Dream and reality are not so strictly delineated, and the Angel of Surrender does not exist outside of real time, but is constantly emerging from within it. The work of art is a dream of reality and the reality of a dream. Defamiliarization (in the Brechtian sense) will make an audience aware that the dream of the work is not totally separate from the reality encompassing it, but this is not to say that sincerity and affective identification should be abandoned, since these serve as valuable tools for deindividuation, allowing for the individual to recognize that conscious experience exists in multiplicity and that our view of the other is not altogether so different from viewing ourselves. One who bears witness to this art should become detached from the linearity of their individual life and blossom into a branching plethora of conscious experience.

Time (that is, metrical time (fascist time)) has been hijacked by the capital engine and reimposed as the standard for punching the clock. This is how a factory works, my grandmother tells me. Your whole life becomes reduced to these calculations: start shift, end shift, lunch break, alarm clock. She recalls this like an astral projection from her past, shedding tears for the lucid dream that one can never quite awaken from.

Art does not follow the life-disavowing calculations of mechanical time, and so the exquisite artist must surrender themselves to the rapturous rhythms of messianic time (Benjamin). I feel it when I enter her basement, a tapestry of could-have-beens, a juncture of numerous states of intensity across different eras, thrust back into electrified living each time they are borne by a witness. And from each of these moments of intensity my grandmother is materialized in the image of a holy dreamer, she contains multitudes, a paint-splattered messiah, and she speaks:

We will turn time into a sex doll that is disposed of at our will. We will unravel the thread of history and recalibrate it into the body of a winding snake. We will de-stratify the linear narrative, the hierarchical model, the factory terrorism of the structured ordering of life, in favor of the unobstructed flow of messianic time, time gauged by deaths and lovers.

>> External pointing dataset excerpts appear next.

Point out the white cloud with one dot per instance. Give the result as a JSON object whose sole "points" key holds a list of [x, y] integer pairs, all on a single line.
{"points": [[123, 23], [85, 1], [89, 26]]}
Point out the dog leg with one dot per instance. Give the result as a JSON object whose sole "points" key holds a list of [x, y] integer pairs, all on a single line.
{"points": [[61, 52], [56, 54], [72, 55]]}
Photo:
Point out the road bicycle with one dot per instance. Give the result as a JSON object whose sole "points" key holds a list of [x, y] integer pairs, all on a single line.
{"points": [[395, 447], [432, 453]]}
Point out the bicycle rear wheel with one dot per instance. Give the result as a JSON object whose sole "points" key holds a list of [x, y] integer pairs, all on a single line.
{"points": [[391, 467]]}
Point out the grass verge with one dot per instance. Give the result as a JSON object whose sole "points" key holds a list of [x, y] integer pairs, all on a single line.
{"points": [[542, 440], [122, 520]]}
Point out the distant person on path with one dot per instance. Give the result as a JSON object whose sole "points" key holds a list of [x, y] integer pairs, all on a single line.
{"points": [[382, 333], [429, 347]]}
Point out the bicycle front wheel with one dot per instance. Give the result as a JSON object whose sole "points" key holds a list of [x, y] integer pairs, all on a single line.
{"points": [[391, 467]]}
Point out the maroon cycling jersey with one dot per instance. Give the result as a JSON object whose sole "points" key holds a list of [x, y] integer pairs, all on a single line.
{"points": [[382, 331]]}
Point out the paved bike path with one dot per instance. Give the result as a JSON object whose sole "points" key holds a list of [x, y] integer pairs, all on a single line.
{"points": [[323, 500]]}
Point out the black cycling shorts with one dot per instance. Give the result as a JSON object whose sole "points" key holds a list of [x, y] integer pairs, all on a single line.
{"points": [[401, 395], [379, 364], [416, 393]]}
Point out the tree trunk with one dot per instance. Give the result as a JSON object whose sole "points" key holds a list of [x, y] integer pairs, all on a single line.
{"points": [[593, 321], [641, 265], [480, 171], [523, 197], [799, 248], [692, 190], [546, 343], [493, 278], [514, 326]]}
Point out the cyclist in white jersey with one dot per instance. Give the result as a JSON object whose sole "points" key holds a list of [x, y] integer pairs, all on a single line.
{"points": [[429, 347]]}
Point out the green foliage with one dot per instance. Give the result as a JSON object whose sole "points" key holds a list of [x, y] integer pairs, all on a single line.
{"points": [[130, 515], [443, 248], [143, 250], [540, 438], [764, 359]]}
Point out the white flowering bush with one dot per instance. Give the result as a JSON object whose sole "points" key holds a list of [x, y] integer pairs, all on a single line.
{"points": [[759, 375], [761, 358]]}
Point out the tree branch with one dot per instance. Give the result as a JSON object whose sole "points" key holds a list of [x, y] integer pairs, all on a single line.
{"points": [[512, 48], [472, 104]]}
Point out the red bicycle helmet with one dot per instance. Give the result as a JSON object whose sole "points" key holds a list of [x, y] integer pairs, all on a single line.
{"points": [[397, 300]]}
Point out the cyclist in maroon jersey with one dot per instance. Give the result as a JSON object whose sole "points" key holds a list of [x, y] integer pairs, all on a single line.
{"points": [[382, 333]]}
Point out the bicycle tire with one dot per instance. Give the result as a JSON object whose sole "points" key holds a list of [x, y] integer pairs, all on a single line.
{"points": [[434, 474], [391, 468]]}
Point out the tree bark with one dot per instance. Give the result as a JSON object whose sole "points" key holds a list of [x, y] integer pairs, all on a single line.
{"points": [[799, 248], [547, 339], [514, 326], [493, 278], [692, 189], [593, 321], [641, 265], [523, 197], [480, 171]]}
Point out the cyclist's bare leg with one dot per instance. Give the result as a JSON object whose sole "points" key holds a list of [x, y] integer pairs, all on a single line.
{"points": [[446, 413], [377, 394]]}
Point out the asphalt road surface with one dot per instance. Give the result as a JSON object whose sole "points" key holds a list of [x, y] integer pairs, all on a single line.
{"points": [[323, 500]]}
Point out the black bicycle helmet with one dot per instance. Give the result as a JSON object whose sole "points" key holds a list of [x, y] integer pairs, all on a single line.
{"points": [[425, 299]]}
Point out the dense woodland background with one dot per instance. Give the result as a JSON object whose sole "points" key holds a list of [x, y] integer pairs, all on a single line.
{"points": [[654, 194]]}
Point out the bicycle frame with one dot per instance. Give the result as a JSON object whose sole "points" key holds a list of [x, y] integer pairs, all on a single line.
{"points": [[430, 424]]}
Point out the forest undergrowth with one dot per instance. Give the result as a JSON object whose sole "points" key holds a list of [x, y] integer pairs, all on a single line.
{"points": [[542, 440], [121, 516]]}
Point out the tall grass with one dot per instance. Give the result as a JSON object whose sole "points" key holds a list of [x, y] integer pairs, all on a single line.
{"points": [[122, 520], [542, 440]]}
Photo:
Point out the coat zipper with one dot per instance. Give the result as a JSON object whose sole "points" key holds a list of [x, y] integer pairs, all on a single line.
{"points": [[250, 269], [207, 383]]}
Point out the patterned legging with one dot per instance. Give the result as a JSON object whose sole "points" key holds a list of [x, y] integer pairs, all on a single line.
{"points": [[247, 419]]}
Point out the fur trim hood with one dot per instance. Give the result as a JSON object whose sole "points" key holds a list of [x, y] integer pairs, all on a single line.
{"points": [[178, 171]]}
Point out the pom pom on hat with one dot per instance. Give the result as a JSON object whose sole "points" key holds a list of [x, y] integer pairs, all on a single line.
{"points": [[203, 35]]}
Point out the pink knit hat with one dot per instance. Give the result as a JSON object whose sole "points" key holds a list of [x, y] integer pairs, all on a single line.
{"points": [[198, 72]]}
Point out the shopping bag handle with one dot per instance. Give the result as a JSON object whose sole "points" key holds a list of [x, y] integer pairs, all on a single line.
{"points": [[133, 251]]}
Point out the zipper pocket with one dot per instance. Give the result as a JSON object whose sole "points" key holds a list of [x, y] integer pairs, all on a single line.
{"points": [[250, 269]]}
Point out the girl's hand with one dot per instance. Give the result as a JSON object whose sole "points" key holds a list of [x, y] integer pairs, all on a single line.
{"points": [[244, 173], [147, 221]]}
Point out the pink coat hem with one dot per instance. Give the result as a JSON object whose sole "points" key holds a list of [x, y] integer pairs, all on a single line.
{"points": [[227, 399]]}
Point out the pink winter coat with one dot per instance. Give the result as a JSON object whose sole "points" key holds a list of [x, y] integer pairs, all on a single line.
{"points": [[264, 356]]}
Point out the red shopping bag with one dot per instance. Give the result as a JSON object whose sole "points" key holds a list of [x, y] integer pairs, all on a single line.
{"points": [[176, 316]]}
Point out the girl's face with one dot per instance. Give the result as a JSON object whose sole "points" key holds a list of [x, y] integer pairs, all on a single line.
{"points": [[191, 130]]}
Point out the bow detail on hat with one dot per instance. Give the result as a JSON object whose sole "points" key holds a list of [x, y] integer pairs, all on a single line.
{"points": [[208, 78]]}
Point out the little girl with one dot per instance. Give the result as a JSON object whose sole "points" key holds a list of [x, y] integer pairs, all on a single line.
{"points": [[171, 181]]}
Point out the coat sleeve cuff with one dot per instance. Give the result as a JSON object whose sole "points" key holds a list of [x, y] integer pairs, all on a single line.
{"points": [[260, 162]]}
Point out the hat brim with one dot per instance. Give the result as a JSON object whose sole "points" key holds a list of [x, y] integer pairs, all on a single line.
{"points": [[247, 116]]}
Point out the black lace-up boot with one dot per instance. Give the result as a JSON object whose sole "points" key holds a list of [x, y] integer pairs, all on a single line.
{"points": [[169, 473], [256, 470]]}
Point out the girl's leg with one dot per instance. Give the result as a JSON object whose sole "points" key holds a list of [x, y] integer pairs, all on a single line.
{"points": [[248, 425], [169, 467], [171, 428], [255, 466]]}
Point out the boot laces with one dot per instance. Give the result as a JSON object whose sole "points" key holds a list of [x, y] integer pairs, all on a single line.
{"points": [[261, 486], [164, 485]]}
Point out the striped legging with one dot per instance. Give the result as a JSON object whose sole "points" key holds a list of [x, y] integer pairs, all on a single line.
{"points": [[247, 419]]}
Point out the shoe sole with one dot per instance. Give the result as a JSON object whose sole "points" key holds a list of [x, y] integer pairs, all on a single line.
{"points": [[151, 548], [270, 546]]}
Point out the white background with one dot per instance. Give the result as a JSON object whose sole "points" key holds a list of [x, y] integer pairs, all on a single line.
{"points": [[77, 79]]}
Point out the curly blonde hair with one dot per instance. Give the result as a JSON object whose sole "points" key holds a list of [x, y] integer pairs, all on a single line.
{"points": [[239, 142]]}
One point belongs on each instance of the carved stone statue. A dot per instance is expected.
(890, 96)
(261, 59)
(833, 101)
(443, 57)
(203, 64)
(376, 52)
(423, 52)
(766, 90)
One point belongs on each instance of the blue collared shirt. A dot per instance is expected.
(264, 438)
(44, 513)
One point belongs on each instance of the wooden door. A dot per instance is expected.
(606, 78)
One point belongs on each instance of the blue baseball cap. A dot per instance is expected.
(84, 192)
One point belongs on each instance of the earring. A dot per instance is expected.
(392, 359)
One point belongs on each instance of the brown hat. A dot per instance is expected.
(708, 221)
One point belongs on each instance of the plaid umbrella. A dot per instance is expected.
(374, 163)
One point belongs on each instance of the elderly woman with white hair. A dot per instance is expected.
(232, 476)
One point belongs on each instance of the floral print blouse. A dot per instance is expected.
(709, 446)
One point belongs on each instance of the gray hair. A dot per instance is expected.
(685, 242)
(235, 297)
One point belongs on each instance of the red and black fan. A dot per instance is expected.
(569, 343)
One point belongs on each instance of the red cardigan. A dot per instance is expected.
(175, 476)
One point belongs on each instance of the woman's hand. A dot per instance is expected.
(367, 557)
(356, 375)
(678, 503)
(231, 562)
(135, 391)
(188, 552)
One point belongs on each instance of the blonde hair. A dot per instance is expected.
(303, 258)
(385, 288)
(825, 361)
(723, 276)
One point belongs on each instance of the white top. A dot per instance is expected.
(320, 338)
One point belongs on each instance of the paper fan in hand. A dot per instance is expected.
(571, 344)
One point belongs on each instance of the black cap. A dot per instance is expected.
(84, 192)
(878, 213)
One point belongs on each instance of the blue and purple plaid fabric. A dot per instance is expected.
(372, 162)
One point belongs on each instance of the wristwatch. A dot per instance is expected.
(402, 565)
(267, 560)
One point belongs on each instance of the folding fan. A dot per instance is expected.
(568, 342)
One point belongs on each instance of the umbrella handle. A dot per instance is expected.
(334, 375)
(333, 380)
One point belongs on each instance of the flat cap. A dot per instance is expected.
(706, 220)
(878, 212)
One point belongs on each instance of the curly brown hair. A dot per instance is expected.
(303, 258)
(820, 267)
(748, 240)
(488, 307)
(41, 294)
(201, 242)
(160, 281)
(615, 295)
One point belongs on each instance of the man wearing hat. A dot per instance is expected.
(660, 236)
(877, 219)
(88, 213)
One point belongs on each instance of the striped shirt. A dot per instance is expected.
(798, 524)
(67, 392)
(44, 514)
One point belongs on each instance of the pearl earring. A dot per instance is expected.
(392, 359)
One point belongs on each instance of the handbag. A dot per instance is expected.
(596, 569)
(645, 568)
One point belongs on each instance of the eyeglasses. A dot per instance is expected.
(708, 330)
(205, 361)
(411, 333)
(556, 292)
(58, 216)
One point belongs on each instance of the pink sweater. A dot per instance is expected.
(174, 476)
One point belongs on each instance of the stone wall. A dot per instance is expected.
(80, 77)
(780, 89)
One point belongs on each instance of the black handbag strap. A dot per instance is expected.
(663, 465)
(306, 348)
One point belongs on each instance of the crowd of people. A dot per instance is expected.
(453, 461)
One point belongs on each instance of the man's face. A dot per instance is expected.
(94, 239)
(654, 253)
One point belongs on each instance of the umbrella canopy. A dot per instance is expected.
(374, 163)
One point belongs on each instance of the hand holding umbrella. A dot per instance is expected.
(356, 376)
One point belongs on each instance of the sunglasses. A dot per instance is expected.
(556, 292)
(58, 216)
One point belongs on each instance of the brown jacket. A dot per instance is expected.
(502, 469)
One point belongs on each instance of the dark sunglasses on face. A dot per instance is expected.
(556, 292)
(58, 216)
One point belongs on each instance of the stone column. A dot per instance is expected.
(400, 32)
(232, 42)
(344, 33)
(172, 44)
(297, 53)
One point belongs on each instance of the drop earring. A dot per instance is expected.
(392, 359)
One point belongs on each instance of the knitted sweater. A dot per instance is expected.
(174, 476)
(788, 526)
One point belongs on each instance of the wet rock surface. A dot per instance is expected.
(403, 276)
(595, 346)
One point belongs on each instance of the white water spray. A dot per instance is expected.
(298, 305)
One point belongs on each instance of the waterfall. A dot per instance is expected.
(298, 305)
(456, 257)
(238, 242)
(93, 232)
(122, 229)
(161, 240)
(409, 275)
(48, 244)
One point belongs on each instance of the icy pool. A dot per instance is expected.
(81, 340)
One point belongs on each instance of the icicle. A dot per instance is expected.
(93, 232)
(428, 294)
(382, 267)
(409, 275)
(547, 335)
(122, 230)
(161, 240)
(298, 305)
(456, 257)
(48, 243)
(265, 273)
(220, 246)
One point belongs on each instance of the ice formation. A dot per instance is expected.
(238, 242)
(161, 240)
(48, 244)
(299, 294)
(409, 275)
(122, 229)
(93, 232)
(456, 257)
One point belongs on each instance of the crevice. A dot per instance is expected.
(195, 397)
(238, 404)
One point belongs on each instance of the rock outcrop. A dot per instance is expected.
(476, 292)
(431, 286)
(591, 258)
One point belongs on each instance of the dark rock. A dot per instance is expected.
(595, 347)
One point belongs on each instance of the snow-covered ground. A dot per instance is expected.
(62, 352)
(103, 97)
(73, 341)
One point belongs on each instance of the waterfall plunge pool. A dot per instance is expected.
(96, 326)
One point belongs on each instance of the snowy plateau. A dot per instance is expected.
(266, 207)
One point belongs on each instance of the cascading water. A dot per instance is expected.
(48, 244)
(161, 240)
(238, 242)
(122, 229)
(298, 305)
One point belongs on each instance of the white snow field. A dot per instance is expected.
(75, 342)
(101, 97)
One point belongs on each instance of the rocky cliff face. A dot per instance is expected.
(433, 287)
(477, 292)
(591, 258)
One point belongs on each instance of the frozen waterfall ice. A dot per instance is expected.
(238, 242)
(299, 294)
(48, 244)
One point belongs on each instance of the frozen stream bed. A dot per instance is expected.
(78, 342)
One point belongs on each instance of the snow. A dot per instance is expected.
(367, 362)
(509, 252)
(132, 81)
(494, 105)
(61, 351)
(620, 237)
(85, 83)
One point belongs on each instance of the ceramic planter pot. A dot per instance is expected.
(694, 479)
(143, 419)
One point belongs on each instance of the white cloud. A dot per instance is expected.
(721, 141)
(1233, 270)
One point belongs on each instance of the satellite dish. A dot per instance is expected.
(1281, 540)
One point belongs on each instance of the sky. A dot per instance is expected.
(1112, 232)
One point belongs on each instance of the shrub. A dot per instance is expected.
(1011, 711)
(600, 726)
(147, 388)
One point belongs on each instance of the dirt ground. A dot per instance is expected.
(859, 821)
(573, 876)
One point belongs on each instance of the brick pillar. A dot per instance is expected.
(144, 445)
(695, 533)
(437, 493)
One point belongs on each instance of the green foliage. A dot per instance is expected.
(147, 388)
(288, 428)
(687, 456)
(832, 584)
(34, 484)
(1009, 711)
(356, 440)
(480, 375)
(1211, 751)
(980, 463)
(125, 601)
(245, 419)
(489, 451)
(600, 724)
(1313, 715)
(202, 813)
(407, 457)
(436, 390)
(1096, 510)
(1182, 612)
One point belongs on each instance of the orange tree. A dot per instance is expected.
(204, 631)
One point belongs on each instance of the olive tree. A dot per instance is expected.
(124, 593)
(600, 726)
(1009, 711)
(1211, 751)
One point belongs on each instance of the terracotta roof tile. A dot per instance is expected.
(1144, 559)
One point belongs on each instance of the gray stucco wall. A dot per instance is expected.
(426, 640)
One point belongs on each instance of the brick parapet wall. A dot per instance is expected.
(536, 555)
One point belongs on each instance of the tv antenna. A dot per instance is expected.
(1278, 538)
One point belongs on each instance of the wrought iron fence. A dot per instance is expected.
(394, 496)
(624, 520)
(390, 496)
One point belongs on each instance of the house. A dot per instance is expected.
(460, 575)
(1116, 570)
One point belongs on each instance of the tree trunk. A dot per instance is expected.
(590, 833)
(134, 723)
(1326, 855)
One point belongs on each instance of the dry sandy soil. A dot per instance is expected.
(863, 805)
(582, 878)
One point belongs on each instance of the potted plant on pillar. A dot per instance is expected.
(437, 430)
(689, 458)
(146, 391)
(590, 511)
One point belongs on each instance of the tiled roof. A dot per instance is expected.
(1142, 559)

We will wax messianic, world-weary and world-hungry desiring. Our creations will serve as the testimonial of our blood.

There we may hold ourselves in warmth and see histories yet to be made in each other’s eyes.

The Angel of Surrender beckons us to leave our weapons and our wealth and risk all syntax for our humanity. 
Tear down the floodgates—that’s where we’ll find each other.


  1. Gindt, Dirk. “National Performances of Crying: Neoliberal Sentimentality and the Cultural Commodification of HIV and AIDS in Sweden.” Viral Dramaturgies: HIV and AIDS in Performance in the Twenty-First Century, edited by Alyson Campbell and Dirk Gindt, Palgrave Macmillan, 2019, pp. 235–253.

  2. Kastrenakes, Jacob. “Beeple Sold an NFT for $69 Million.” The Verge, The Verge, 11 Mar. 2021, www.theverge.com/2021/3/11/22325054/beeple-christies-nft-sale-cost-everydays-69-million.

  3. Benjamin, Walter. “The Work of Art in the Age of Mechanical Reproduction.” Walter Benjamin, 1935, www.marxists.org/reference/subject/philosophy/works/ge/benjamin.htm.